Lorsque le général abordait un sujet, il ne l’abandonnait pas de sitôt. De sorte qu’au lieu d’emmener Gilberte, il laissa s’organiser un cotillon: quelques figures improvisées seulement, car on manquait d’accessoires. Les jeunes gens prirent des fleurs dans les corbeilles pour les échanger avec les jeunes filles. Vincent reçut un brin de réséda et la mission de danser avec la demoiselle qui portait un brin semblable. Il la trouva tout de suite. C’était Gilberte.

—Mais, dit-elle, avant de valser, nous devons échanger nos fleurs.

Elle accepta celle du jeune homme, et, à son tour, lui fixa la sienne au revers de l’habit. Puis ils valsèrent sans mot dire.
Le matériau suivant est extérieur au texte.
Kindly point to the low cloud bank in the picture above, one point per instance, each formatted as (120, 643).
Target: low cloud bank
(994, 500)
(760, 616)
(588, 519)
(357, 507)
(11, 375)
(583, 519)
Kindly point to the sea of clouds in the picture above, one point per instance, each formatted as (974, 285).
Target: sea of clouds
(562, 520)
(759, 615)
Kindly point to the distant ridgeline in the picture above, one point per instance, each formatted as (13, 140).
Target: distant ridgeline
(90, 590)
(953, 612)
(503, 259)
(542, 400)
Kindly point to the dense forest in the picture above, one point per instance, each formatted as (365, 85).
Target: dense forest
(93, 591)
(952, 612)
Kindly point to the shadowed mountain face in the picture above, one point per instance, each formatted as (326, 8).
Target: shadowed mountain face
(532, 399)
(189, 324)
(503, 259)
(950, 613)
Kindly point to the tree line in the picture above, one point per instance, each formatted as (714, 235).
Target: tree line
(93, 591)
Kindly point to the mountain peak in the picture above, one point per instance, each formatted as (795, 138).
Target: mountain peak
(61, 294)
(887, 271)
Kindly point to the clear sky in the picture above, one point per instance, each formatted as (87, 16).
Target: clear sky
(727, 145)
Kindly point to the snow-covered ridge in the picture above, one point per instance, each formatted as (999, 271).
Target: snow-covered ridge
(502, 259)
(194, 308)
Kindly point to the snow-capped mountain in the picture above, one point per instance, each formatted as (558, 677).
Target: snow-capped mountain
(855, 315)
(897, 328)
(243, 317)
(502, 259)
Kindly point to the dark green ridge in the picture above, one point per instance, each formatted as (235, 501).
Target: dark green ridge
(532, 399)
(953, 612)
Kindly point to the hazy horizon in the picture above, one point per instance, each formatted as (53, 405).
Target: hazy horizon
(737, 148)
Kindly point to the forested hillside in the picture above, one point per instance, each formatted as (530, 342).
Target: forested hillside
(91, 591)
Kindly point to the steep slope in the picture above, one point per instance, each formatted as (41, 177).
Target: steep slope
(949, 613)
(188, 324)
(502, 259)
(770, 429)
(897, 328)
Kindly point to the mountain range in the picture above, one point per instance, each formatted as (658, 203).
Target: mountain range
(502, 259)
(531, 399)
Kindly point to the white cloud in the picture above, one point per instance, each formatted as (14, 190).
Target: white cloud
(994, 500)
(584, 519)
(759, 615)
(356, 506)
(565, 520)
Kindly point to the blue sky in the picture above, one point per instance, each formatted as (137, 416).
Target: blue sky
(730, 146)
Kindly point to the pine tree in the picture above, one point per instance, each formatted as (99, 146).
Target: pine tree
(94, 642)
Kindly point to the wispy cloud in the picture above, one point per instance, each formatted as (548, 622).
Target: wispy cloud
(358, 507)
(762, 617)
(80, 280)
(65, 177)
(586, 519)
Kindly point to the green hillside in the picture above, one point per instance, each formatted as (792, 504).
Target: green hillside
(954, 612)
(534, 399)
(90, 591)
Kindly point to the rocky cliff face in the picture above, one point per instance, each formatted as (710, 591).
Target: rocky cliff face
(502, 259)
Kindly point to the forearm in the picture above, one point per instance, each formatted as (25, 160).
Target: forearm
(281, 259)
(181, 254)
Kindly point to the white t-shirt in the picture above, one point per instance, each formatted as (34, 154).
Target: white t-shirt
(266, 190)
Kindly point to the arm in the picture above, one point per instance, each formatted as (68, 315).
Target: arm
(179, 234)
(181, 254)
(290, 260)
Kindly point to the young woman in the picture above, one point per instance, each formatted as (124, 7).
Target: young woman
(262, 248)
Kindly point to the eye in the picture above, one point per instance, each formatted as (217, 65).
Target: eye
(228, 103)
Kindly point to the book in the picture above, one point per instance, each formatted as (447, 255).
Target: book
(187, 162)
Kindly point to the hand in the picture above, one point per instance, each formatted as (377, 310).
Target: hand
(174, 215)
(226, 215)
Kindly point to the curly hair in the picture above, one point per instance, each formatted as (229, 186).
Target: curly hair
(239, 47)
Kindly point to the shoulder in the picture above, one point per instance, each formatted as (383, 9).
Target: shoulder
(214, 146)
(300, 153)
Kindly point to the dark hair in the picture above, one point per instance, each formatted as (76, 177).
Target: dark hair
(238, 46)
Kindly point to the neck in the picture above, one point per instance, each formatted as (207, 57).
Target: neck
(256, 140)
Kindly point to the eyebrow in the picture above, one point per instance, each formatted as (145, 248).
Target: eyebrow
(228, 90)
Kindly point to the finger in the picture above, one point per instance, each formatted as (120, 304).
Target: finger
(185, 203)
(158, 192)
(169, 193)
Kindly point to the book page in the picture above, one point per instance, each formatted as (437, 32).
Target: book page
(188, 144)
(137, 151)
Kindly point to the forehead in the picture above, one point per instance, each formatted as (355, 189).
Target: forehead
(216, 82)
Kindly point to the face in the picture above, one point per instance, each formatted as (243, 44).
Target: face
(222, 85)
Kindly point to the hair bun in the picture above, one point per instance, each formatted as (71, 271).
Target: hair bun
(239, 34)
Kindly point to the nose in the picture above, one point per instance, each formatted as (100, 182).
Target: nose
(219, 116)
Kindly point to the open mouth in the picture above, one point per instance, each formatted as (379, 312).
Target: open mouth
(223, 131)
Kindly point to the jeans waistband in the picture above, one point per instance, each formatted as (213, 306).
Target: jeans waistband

Ensuite, comme c’était la dernière danse et qu’une débandade s’opérait parmi les invités, ils se dirent au revoir.

Un instant après, comme un groupe de gens empêchait M. de Villenoise d’approcher du vestiaire, il aperçut encore Mlle Méricourt à qui l’on passait sa sortie de bal. Avant de la fermer, elle ôta les fleurs du cotillon, épinglées sur son corsage, et qui, s’écrasant sous le manteau, auraient taché sa robe délicate. Elle les enlevait vivement, les laissait tomber à terre sans regarder autour d’elle, ne se sachant pas observée par lui, qui s’effaçait derrière d’autres personnes. Machinalement, il attendait qu’elle touchât le brin de réséda. Elle le prit et parut le jeter comme les autres. Mais, lorsqu’une seconde après elle éleva la main vers son cou pour remonter son col garni de plumes frisées, Vincent aperçut distinctement la fleurette qu’elle dissimulait dans sa paume.

Un désir ardent le prit de s’assurer qu’elle la gardait pour de bon, qu’elle l’emportait en souvenir.

Il rejoignit la jeune fille et le général, s’inquiéta s’ils avaient une voiture. Il avait commandé son coupé, et il le mettait à leur disposition. M. Méricourt refusa, disant qu’il avait fait attendre un des landaus de la noce. Déjà le chasseur de l’hôtel partait pour faire entrer la voiture sous la voûte.

Tandis que tous trois se tenaient sur le trottoir du péristyle, Vincent remarqua que Gilberte gardait obstinément sa main droite cachée sous sa sortie de bal, où elle l’avait glissée d’un geste vif en le voyant s’approcher.

Un fracas ébranla les murs; les pas des chevaux sonnèrent sur les dalles, et, dans la cour, le landau tourna, s’arrêta devant eux. Alors le jeune homme se découvrit pour accepter la main que lui offrait le général. Comme il restait le bras à demi étendu, Gilberte comprit qu’il attendait de sa part une semblable faveur. Gauchement, pour lui présenter sa main libre, elle appuya du coude contre sa poitrine un éventail qu’elle tenait. L’éventail glissa. Gilberte eut un mouvement involontaire; et, sous la sortie de bal, une seconde écartée, M. de Villenoise vit distinctement qu’elle n’avait pas lâché sa fleur.

Ce fut sans doute à cause de cela que, dans son coupé, en revenant chez lui, il ôta le brin de réséda piqué dans sa boutonnière, s’y caressa la moustache avec un geste lent et rêveur de la tête, puis, l’étalant de façon à le froisser aussi peu que possible, il le glissa dans son porte-cartes.